Whenever Dr Leong ventured beyond the apartment with Lucy, the intuitive pooch could sense if she felt overloaded or stressed and gently nudged her. Subsequently, Lucy began leading Dr Leong away from crowded places. “I soon realised that we had a very automatic and symbiotic relationship,” says Dr Leong. “I have a feeling that Lucy knew about my autism and heightened senses from day one.”
One night into the two-month fostering period, both Dr Leong and Lucy woke up at the same time for no apparent reason. “We stared at each other for a split second,” she recalls. Then, the pup jumped into Dr Leong’s bed and refused to get off. “In that defining moment, I knew that she had adopted me,” Dr Leong confesses with affection. Once the two months were up, Dr Leong signed the adoption papers and Lucy was hers to keep.
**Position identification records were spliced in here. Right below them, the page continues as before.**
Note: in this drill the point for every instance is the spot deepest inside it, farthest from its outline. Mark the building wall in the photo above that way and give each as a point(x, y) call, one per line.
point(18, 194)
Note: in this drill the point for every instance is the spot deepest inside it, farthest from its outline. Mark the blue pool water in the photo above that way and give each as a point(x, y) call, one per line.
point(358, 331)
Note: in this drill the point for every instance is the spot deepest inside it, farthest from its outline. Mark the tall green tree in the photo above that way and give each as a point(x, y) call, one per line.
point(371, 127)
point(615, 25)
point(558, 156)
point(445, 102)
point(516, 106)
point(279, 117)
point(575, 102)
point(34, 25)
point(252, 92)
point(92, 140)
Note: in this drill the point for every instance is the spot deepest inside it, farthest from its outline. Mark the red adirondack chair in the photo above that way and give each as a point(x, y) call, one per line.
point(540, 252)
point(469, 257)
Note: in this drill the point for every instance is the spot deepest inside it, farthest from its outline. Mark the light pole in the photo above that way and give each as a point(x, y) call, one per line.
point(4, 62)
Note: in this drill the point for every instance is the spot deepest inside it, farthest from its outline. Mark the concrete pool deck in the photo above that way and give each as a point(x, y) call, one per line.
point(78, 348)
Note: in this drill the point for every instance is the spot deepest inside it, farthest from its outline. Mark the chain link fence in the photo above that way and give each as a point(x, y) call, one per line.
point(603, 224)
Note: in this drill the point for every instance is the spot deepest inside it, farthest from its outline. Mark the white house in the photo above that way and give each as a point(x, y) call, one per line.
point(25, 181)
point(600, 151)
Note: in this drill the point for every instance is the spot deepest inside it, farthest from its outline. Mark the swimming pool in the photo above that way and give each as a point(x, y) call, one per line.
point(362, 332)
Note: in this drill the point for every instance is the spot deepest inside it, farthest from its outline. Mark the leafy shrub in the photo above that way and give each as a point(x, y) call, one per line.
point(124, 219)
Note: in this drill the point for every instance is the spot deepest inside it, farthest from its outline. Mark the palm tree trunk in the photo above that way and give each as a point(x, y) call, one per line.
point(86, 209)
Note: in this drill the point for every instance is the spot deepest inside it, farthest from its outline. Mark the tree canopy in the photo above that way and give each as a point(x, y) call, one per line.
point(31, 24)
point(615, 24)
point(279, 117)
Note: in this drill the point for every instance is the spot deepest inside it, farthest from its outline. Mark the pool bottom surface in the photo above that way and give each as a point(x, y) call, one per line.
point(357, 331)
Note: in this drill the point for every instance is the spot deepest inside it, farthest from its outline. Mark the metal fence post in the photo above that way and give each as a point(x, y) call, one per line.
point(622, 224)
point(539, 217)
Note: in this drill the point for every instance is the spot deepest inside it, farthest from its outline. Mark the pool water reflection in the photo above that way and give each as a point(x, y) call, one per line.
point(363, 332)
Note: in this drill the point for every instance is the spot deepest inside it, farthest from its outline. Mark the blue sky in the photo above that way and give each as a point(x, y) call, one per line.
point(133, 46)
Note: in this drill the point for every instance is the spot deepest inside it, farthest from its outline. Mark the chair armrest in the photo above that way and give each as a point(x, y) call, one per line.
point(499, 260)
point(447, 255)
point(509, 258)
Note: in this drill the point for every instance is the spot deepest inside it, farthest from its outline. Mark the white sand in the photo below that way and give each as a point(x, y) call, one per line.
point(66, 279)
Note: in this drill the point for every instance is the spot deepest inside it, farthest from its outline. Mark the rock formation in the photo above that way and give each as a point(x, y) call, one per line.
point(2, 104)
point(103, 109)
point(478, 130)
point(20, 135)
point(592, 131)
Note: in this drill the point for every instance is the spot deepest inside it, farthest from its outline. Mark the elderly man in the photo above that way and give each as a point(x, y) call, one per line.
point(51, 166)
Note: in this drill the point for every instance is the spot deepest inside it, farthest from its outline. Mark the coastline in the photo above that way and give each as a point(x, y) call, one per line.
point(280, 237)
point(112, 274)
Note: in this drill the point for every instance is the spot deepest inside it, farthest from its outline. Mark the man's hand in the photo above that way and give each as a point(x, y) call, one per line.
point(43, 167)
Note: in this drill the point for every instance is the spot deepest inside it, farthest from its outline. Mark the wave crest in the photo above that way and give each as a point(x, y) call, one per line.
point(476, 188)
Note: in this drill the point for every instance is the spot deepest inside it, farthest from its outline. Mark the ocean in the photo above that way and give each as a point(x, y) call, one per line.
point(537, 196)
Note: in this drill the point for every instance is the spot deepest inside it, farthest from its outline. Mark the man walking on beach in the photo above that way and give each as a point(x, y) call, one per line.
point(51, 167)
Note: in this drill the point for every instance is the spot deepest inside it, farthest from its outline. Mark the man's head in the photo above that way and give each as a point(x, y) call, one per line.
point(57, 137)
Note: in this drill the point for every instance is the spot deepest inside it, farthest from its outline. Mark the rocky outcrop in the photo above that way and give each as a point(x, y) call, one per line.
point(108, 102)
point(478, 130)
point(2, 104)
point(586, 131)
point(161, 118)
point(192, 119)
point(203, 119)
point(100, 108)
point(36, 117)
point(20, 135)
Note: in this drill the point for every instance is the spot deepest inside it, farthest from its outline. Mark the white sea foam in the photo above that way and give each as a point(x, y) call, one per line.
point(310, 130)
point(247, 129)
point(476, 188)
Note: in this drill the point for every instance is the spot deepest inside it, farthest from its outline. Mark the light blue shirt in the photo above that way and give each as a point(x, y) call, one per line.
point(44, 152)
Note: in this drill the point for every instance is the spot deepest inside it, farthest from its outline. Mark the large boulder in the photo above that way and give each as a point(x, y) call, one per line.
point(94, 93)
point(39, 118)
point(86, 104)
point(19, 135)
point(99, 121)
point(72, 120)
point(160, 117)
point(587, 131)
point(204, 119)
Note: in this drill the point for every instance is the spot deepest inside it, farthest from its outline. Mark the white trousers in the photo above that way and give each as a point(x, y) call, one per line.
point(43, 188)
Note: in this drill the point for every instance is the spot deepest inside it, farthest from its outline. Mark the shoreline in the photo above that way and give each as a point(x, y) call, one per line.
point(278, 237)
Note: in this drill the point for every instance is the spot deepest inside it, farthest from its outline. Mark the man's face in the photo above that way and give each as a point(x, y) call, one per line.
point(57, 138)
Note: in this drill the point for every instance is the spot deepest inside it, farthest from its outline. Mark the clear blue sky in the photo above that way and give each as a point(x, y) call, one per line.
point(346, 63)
Realising Lucy’s potential as an assistance dog, Dr Leong decided to have her furkid properly trained and certified by mindDog Australia as a registered psychiatric assistance dog.
Even when Lucy isn’t able to be by her side, the pooch is a constant anchor of calm for her paw-rent. “I always have Lucy on my mind, telling me when I need to get out of a particular situation or room. So even if she’s not physically with me— especially here in Singapore where pets aren’t allowed in many places—Lucy is still with me. That’s why she’s special.”
It’s been six years since Lucy came into Dr Leong’s life, and just like her racing name—Like-a-Charm—suggests, the pup has been an absolute charm. Dr Leong has stopped taking her anxiety medication and hasn’t had a meltdown for over a year now. “Previously, I’d just suffer alone—I’d take medication, and then wonder why I was feeling that way, have a meltdown and scream into my pillow,” she shares. Instead, now whenever Dr Leong feels overwhelmed, she strokes or hugs Lucy.
“Lucy is absolutely perfect. I really don’t know what I’d do without her. Even if I get another dog, it’s never going to be the same,” says Dr Leong. “Once in a lifetime, you get that one dog. And although I’ll probably have other animals that I love, I think that Lucy is very special. She is that one dog for me.”